Moins que vous ne le pensez, mieux stratifiés que vous ne le pensez. Nous avons livré une couverture de régression utile avec 200 cas sur cinq tranches bien définies et vu des jeux de données de 5 000 cas qui rataient tout ce qui comptait parce qu’ils n’étaient pas stratifiés. Commencez à 200, stratifiés, puis faites croître le seau de rejeu cas par cas à partir des postmortems.
Devrais-je utiliser des évaluateurs humains ou LLM-as-judge ?

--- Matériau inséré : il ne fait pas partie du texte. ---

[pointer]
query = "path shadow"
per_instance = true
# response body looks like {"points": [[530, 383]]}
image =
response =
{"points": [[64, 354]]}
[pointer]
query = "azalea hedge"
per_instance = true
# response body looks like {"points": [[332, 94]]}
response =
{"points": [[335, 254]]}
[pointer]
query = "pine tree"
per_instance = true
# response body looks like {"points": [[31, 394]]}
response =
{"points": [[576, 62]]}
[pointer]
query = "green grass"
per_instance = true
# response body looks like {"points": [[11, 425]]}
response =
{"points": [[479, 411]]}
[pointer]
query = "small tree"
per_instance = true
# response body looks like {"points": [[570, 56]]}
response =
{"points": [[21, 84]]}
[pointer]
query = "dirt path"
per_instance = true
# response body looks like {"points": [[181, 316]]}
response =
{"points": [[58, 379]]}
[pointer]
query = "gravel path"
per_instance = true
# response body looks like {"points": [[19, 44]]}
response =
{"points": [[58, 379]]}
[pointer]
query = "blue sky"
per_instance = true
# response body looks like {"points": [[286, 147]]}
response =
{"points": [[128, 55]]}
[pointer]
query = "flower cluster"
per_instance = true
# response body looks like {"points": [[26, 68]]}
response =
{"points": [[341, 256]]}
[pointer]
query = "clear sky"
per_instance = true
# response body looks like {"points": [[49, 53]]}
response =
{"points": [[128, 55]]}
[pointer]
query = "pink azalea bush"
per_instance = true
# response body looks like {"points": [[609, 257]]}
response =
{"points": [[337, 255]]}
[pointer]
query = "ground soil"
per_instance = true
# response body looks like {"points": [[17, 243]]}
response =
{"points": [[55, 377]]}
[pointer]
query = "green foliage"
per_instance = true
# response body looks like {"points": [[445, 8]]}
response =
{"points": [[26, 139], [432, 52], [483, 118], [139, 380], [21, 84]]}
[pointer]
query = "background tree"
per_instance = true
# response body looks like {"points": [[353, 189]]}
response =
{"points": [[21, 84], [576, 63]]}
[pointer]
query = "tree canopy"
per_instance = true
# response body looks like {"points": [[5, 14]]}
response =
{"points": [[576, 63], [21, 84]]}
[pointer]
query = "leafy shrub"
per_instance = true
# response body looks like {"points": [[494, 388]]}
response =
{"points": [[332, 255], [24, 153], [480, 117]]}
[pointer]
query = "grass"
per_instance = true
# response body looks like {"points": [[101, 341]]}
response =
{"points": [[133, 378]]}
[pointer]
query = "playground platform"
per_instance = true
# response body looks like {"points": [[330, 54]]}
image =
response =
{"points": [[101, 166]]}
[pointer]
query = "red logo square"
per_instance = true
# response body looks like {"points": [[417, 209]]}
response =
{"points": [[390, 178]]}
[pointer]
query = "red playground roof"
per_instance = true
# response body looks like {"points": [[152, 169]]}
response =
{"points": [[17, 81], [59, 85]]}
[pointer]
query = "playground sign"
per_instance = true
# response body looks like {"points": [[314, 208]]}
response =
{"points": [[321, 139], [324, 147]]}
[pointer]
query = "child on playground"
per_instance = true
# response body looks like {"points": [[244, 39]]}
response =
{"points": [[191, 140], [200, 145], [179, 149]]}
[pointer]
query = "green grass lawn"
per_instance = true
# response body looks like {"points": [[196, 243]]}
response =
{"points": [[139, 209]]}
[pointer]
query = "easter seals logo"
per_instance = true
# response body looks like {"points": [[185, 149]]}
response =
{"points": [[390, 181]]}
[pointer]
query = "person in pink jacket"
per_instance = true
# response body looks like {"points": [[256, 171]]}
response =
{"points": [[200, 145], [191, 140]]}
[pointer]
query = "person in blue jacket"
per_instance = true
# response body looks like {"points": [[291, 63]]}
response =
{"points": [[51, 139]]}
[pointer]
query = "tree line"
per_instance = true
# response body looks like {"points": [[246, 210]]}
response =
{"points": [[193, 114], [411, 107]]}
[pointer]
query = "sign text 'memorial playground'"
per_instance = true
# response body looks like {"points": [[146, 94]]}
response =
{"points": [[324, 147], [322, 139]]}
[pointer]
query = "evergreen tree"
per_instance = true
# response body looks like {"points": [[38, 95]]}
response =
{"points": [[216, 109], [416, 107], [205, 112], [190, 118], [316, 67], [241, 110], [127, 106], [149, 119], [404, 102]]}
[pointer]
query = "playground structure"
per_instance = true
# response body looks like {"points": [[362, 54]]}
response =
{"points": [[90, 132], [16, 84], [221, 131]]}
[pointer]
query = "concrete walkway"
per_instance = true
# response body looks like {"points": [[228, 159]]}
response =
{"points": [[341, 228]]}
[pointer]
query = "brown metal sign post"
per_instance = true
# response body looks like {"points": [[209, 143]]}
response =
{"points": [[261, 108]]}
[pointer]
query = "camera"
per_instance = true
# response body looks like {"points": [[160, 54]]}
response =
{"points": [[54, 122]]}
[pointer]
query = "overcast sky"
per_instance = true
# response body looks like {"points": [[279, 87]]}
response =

Les deux, avec les humains qui calibrent le juge. Les humains ne peuvent pas suivre le volume dont a besoin une gate CI de cycle de release. Le juge remplit le volume, les humains calibrent le juge — mesuré chaque semaine avec Spearman ρ ≥ 0,7. L’un ou l’autre seul est un mode d’échec.
Comment tester des sorties non déterministes ?

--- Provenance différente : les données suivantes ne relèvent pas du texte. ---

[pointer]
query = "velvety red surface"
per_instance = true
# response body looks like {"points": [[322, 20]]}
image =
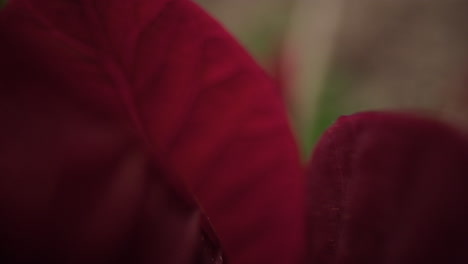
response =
{"points": [[94, 93], [388, 188]]}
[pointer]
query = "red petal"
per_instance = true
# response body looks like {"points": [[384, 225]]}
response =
{"points": [[388, 188], [167, 72]]}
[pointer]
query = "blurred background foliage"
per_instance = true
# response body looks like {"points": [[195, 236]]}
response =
{"points": [[337, 57]]}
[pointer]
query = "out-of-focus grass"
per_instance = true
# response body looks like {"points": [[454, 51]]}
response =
{"points": [[330, 105]]}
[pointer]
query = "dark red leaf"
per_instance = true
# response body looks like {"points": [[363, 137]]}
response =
{"points": [[388, 188], [169, 76]]}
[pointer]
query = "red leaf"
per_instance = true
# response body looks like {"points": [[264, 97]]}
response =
{"points": [[388, 188], [166, 74]]}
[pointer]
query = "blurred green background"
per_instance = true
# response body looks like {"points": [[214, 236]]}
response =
{"points": [[337, 57]]}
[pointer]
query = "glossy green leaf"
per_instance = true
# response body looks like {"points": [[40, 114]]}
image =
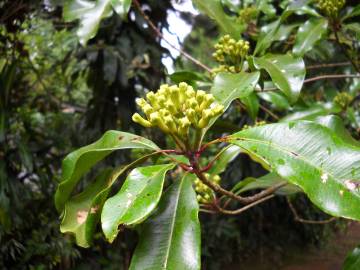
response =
{"points": [[272, 32], [170, 239], [228, 86], [82, 212], [268, 180], [312, 157], [336, 124], [252, 104], [186, 76], [229, 154], [77, 163], [315, 110], [287, 73], [214, 9], [136, 199], [277, 99], [352, 261], [90, 14], [308, 34], [353, 13], [121, 7]]}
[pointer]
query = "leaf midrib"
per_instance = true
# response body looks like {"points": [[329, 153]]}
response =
{"points": [[172, 225]]}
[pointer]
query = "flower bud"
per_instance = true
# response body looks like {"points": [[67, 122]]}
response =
{"points": [[200, 96], [140, 102], [191, 115], [137, 118]]}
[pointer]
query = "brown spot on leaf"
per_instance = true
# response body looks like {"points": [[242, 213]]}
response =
{"points": [[81, 216]]}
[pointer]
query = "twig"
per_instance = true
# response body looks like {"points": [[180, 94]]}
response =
{"points": [[328, 65], [245, 200], [242, 209], [307, 221], [269, 112], [344, 50], [160, 35], [321, 77]]}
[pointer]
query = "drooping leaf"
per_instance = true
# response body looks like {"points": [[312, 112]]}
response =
{"points": [[287, 73], [77, 163], [312, 157], [214, 9], [352, 261], [308, 34], [277, 99], [228, 86], [170, 239], [272, 33], [189, 77], [90, 14], [82, 212], [136, 199], [229, 154], [252, 104], [336, 124]]}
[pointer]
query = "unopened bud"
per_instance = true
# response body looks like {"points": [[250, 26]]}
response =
{"points": [[137, 118]]}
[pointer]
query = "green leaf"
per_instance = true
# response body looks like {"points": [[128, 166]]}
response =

Scorer la distribution, pas la chaîne. Scorer avec une grille que le juge peut appliquer à travers les formulations, et exécuter chaque entrée trois à cinq fois à température > 0 afin que le score conscient des tranches porte sur une distribution de complétions plutôt que sur un échantillon unique. Resserrer la température uniquement pour les cas qui ont véritablement besoin de sorties déterministes (appels d’outils à sortie structurée, classification).
Quelles métriques privilégier pour la première gate de qualité CI ?
Achèvement de tâche et une gate de sécurité. Les deux par tranche. Ajouter plus de dimensions avant que les deux premières ne soient calibrées produit du bruit ; les équipes qui en expédient davantage finissent généralement par bloquer sur le bruit. Ajoutez la fidélité ensuite lorsque vous activez la récupération ; ajoutez la latence une fois que les deux premières sont stables.
Références
- Pan, Tianpan. "The Semver Lie: how a minor LLM update broke production." 29 avril 2026. Le mode d'échec nommé de 2026 pour l'analyse de régression consciente des tranches ; les scores agrégés tiennent stable tandis qu'une tranche à faible volume régresse silencieusement.
- Zheng et al. "Judging LLM-as-a-Judge with MT-Bench and Chatbot Arena." arXiv:2306.05685. Preuve empirique que des juges LLM forts s'accordent avec les évaluateurs humains à des niveaux d'accord approximativement inter-humains (≈ 80 %) sur des tâches ouvertes, avec des modes d'échec rapportés que les audits de calibration contre les humains sont conçus pour détecter.
- Kirkpatrick et al. "Overcoming catastrophic forgetting in neural networks." PNAS / arXiv:1612.00796. Le résultat fondateur sur l'oubli catastrophique dans les réseaux neuronaux affinés — pourquoi un LLM personnalisé affiné doit être soumis à des tests de régression pour perte de capacité générale, pas seulement pour gain sur la tâche cible.
- Amazon Web Services. "SageMaker Deployment Guardrails — blue/green deployments and canary monitoring." Le contraste API fermée : gates sur les métriques d'infrastructure (latence, erreurs, CPU) plutôt que sur la qualité sémantique par tranche.
- Spearman, C. "The proof and measurement of association between two things." American Journal of Psychology, 15(1):72–101, 1904. Le coefficient de corrélation de rang qui ancre la gate consciente des tranches — robuste à la dérive de l'échelle de scoring du juge, ce qui est la propriété dont nous avions besoin.
- DORA / Google Cloud. "Accelerate State of DevOps — change-failure-rate and time-to-restore-service metrics." La référence inter-industrielle pour « à quelle fréquence les déploiements provoquent des incidents » et « à quelle vitesse vous récupérez ». Les suites de régression qui bloquent à la gate font baisser la première métrique ; le rollback instantané ([article 5](/fr/blog/automated-llm-ci-cd-pipelines-with-instant-rollback/)) fait baisser la seconde.